Vasomotor symptoms: There is some evidence that isoflavones and Black Cohosh can reduce vasomotor symptoms, but their safety is uncertain. Beware of interactions with other medications and variation among brands.
Low mood: Defined as ‘Mild depressive symptoms that impair quality of life but are usually intermittent and often associated with hormonal fluctuations’. Cognitive behavioural therapy (CBT) or HRT may be offered to treat symptoms of low mood that arise because of the menopause. CBT may be offered for anxiety that arises because of the menopause.
Low libido: Testosterone supplementation may be considered if low libido persists despite HRT, though the guideline notes that this is not a licensed indication.
Urogenital atrophy: Topical oestrogen and/or moisturisers/lubricants can be offered and increased to women on HRT if required. Systemic side effects from topical HRT are very rare. Symptoms often come back when therapy is stopped. There is no need to offer routine monitoring of endometrial thickness during treatment. Women should be advised to report unscheduled vaginal bleeding.
General: Explain to women who wish to try other complementary therapies that the quality, purity and overall efficacy of products may vary between brands and sources.
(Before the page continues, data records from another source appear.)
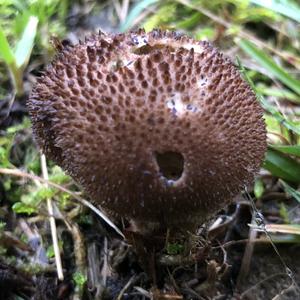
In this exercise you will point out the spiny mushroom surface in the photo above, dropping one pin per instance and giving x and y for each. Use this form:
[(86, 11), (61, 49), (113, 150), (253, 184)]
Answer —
[(155, 126)]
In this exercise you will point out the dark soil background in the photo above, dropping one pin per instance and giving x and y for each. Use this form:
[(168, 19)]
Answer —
[(229, 259)]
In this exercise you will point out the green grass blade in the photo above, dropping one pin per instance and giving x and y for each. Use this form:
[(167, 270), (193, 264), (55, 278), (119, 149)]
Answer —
[(282, 166), (25, 45), (6, 52), (268, 63), (291, 191), (284, 7), (279, 93), (135, 12), (287, 149)]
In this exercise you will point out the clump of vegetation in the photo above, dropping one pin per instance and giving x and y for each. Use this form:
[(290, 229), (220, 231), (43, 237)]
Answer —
[(84, 251)]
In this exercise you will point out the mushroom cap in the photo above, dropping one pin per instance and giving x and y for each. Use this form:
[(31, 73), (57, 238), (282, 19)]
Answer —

Efficacy of each treatment should be assessed at 3 months and annually thereafter unless symptoms worsen. Gradually reducing HRT may limit recurrence of symptoms in the short term, but makes no difference to symptoms in the longer term.
5. Long-term benefits and risks of HRT
Oral HRT is associated with a greater risk of venous thromboembolism, but transdermal preparations are not. Consider referral of high-risk women to a haematologist before commencing oral HRT. HRT does not increase the risk of cardiovascular disease when started in women under the age of 60 years. The presence of cardiovascular risk factors is not a contraindication to HRT, providing these are optimally managed. Oral HRT (but not transdermal) may be associated with a slightly higher risk of stroke (<1% increased risk over 7.5 years of use; the baseline for women <60 years is already very low). Combined HRT (but probably not oestrogen-only HRT) may be associated with an increased risk of breast cancer, which is related to the treatment duration and reduces after stopping HRT. Use of HRT maintains bone density and muscle mass and reduces osteoporotic fractures. Risk of fracture increases after stopping HRT, but protection may continue in women who take HRT for longer periods.
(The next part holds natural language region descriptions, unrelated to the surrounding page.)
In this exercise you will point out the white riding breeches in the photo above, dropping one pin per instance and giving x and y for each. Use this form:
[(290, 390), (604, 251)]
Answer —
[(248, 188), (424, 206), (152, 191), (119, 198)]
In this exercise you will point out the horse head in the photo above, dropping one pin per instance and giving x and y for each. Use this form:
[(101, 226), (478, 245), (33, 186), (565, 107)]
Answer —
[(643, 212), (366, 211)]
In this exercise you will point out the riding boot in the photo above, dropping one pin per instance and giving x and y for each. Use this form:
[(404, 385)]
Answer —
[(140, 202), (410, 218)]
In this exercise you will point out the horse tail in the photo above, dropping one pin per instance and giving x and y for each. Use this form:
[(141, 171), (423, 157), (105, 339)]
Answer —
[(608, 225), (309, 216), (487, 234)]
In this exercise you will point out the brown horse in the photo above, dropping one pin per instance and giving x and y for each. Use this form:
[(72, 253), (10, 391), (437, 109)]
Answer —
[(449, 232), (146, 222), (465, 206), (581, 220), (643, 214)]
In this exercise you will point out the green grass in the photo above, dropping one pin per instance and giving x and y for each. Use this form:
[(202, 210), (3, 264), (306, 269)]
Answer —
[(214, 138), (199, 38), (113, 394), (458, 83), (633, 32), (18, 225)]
6. Diagnosing and managing premature ovarian insufficiency
Premature ovarian insufficiency (POI) can be diagnosed in women under 40 based on menopausal symptoms (including oligo-/amenorrhoea) and two FSH samples taken 4–6 weeks apart. Remember that this investigation is not reliable in women taking hormonal contraceptives. Treatments to offer (unless contraindicated, for example in women with hormone-sensitive cancer) are combined HRT or the combined oral contraceptive pill (COCP) until at least the age of natural menopause. HRT may have a beneficial effect on blood pressure compared with COCP, but both offer bone protection. The guideline suggests referral of women with POI to a specialist if there is doubt about the diagnosis.
Best practice idea
The guideline advises HRT is first line for treating many symptoms of menopause, but the British National Formulary (BNF) and the Monthly Index of Medical Specialties (MIMS) reveal a vast array of options. Are there any local formulary recommendations on prescribing HRT? Could these be clarified with the local specialists?
Audit idea
After starting HRT, what proportion of women were reviewed 3 months later? Do all women on HRT have a review at least annually?
How many patients had blood tests to diagnose menopause at your practice? Were the tests clinically indicated?